The CDC even reported a measles outbreak in a documented 100% vaccinated population. A study examining this phenomenon concluded, "The apparent paradox is that as measles immunization rates rise to high levels in a population, measles becomes a disease of immunized persons."

A more recent study found that measles vaccination "produces immune suppression which contributes to an increased susceptibility to other infections." These studies suggest that the goal of complete "immunization" may actually be counter-productive, a notion underscored by instances in which epidemics followed complete immunization of entire countries.

Japan experienced yearly increases in small pox following the introduction of compulsory vaccines in 1872. By 1892, there were 29,979 deaths, and all had been vaccinated.

In the early 1900's, the Philippines experienced their worst smallpox epidemic ever after 8 million people received 24.5 million vaccine doses (achieving a vaccination rate of 95%); the death rate quadrupled as a result.

Before England's first compulsory vaccination law in 1853, the largest two-year smallpox death rate was about 2,000; in 1870-71, England and Wales had over 23,000 smallpox deaths. In 1989, the country of Oman experienced a widespread polio outbreak six months after achieving complete vaccination.

In the US in 1986, 90% of 1300 pertussis cases in Kansas were "adequately vaccinated." 72% of pertussis cases in the 1993 Chicago outbreak were fully up to date with their vaccinations.
5 / 5 (1) Feb 01, 2009
But, at best, it works for some of the people some of the time

Umm... yeah? The fact that vaccines aren't 100% effective is the reason that they cause herd immunity. That's why *herd immunity* exists, rather than *absolute immunity*, which is what would happen if the vaccine was 100% effective. Herd immunity is a result of the ineffectiveness of vaccines, not of their perfection.

Vaccines don't stop a disease outbreak from happening, they stop the disease from entering an exponential spread pattern (when an exponential spread pattern isn't stopped in time, a minor outbreak leads to an epidemic, or, rarely, a pandemic).

You really should read up on vaccines. You're "punching at strawmen", as it were, by claiming that they don't work 100% of the time. Of course they don't. They aren't suppose to, and no one, NO ONE, claims that they do.

I'm not saying any of this to be offensive. I'm really not. You're certainly not the only person I've met who wasn't read up on vaccines (most people aren't).

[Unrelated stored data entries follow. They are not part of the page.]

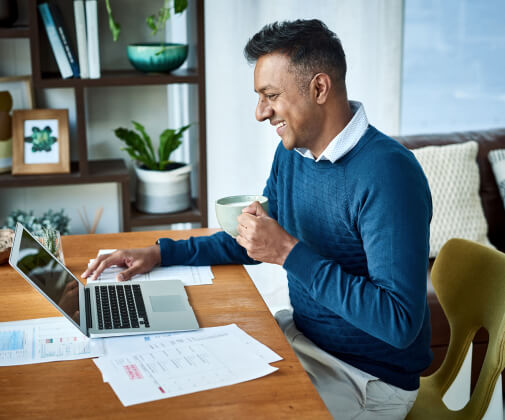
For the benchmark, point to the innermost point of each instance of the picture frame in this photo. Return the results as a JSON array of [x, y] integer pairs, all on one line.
[[40, 142], [20, 93], [21, 90]]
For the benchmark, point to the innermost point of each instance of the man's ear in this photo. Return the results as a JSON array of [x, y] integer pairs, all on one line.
[[320, 87]]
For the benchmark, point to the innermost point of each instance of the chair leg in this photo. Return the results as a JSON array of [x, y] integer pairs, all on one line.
[[495, 409], [458, 393]]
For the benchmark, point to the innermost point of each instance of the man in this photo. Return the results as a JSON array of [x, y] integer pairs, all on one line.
[[349, 221]]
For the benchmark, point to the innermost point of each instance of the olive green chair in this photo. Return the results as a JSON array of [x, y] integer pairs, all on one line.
[[469, 280]]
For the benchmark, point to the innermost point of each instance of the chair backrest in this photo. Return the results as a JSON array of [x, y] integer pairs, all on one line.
[[469, 279]]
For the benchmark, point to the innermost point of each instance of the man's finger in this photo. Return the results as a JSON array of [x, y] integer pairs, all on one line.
[[245, 219], [105, 263], [92, 267], [255, 209], [135, 269]]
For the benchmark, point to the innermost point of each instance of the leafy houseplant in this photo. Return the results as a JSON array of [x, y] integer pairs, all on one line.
[[162, 185], [140, 147]]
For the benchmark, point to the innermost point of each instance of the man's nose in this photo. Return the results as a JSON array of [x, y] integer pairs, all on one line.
[[263, 110]]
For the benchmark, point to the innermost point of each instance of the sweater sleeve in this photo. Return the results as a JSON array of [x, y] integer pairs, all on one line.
[[219, 248], [392, 213]]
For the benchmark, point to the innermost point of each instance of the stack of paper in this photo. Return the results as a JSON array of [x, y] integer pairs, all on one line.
[[152, 367], [44, 340], [190, 276]]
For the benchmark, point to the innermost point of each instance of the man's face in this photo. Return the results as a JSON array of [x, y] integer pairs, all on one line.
[[280, 101]]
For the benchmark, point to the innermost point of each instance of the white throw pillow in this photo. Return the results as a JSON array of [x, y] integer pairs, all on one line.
[[453, 176], [497, 159]]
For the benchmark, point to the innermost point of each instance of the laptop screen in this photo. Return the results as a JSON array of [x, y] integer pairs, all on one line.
[[49, 275]]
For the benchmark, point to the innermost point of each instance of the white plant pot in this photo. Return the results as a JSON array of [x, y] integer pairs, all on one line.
[[163, 191]]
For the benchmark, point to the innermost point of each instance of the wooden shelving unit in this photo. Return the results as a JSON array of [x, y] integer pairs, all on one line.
[[86, 171]]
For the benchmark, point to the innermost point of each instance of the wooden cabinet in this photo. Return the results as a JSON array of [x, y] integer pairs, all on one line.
[[86, 171]]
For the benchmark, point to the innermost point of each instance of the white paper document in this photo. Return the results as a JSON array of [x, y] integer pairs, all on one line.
[[44, 340], [189, 275], [152, 367]]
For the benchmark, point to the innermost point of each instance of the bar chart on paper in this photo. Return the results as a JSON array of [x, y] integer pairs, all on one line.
[[44, 340]]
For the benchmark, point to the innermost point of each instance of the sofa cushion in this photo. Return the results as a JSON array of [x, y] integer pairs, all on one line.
[[453, 176], [497, 159], [491, 200]]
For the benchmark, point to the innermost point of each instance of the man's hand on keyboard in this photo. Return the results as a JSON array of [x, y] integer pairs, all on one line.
[[137, 261]]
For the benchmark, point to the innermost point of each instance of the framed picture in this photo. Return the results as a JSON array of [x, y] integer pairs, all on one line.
[[40, 142], [21, 90], [15, 93]]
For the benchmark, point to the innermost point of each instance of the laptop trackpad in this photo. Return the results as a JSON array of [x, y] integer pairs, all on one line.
[[168, 303]]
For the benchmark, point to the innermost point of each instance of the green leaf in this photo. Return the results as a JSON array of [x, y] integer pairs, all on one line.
[[170, 140], [180, 5], [114, 27], [135, 142], [151, 24], [140, 128]]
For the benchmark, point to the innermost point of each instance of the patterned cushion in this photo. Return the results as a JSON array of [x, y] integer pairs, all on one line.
[[497, 159], [453, 176]]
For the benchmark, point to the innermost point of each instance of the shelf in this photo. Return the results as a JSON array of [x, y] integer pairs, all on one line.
[[15, 32], [138, 218], [100, 171], [120, 78]]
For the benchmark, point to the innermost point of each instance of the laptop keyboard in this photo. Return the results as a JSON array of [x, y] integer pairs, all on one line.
[[120, 306]]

One of the somewhat unfortunate things about our society is that we, as a society, now know so many things about so many topics that no single person can be fully educated on them all.
5 / 5 (1) Feb 01, 2009
You're trying gopher65, and to an undergrad in microbiology, you make very good points. You also did a very good job explaining the points of contention.
Unfortunately, mysticshakra doesn't seem to understand that viruses and bacteria are CONSTANTLY evolving, and the vaccine needs to be updated as well. For some diseases, the rate of mutation is quite low, and a vaccine can be employed easily to destroy said disease... for others, not so much. Even if you did show me the citations for all the scary numbers you threw up there, I would point out that this is (mainly) back in the 1900s! If you honestly believe our vaccines haven't improved since then, you need to have your head examined. As for more recent outbreaks (like the 1986 one you claimed), I would say the virus has to win once in a while. It happens, and it sucks. Fortunately for you (and humanity) we DON'T have the numbers that say how many people would have died if the vaccine were not administered.
One more point... look at the geographic depiction of recent smallpox outbreaks in the 2000s. You'll find they are only where we are unable to administer the vaccine (ie: Warzones). Living all happily in the Americas, I have not been vaccinated for smallpox, and I don't mind. Why? Because of the incredible systems of herd immunity and geographic isolation, which have only been possible to achieve thanks to our vaccination programs.

My advice to you people who don't "believe" in vaccines: Get a degree in microbiology, then make the call. It's like explaining nuclear fission to monkeys if you don't have a good background in biology.